Is Sort stage before Remove-Duplicate stage mandatory?

Post questions here relative to DataStage Enterprise/PX Edition for such areas as Parallel job design, Parallel datasets, BuildOps, Wrappers, etc.

Moderators: chulett, rschirm, roy

Post Reply
Amit Jaiswal
Premium Member
Premium Member
Posts: 38
Joined: Fri Apr 22, 2005 6:07 am

Is Sort stage before Remove-Duplicate stage mandatory?

Post by Amit Jaiswal »

Hi All,
We have tested Remove-Duplicate stage without using any Sort Stage before it.

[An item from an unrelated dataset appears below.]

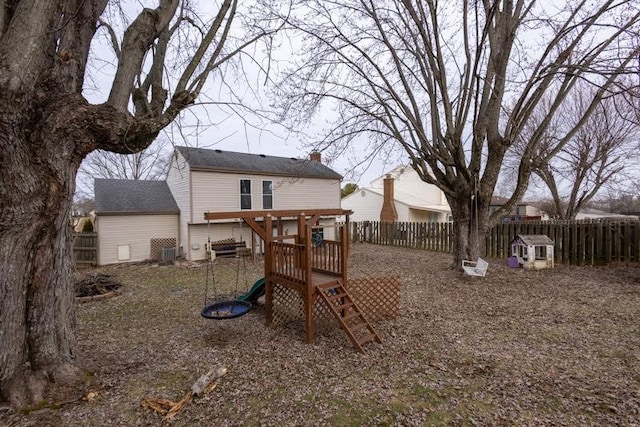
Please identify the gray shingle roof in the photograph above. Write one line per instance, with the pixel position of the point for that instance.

It is working fine and gives expected results. However, in DS help, it is specifically given that data should be presorted and Sort Stage should be used before using Remove-Duplicate stage. During development we are using only one node and partition type is Auto. Will Remove-Duplicate stage without presorted data, cause any issue with more number of nodes and with other type of partitions?
Thanks in advance.
-Amit
cmmurari
Participant
Posts: 34
Joined: Sun Jan 02, 2005 9:55 am
Location: Singapore

Post by cmmurari »

Basic rule is input stream should be sorted. pls go through parallel jobs developer's guide.


cheers,
krish
roy
Participant
Posts: 2598
Joined: Wed Jul 30, 2003 2:05 am
Location: Israel

Post by roy »

Hi,
If you know the input stream is already sorted (like a db stage using order by) then you might not need to sort the data again.
The same for select statements that comes sorted naturally as Oracle some times give.
In case your not sure then you need the sort stage, using the RD stage's link option for sorting the data won't do!

IHTH,
Roy R.
Time is money but when you don't have money time is all you can afford.

Search before posting:)

Join the DataStagers team effort at:
http://www.worldcommunitygrid.org
Image
kumar_s
Charter Member
Charter Member
Posts: 5245
Joined: Thu Jun 16, 2005 11:00 pm

Post by kumar_s »

Hi,
May be the reason that you might have sorted the data in some earliar stage or streams.



BTW:
using the RD stage's link option for sorting the data won't do
may i know why this happens, if so what is the difference between a explicit sort stage operation and the presort....

regards
kumar
aartlett
Charter Member
Charter Member
Posts: 152
Joined: Fri Apr 23, 2004 6:44 pm
Location: Australia

Post by aartlett »

For reasonable amounts of data (< 2gb) I've always been partial to a sort -u before the job :)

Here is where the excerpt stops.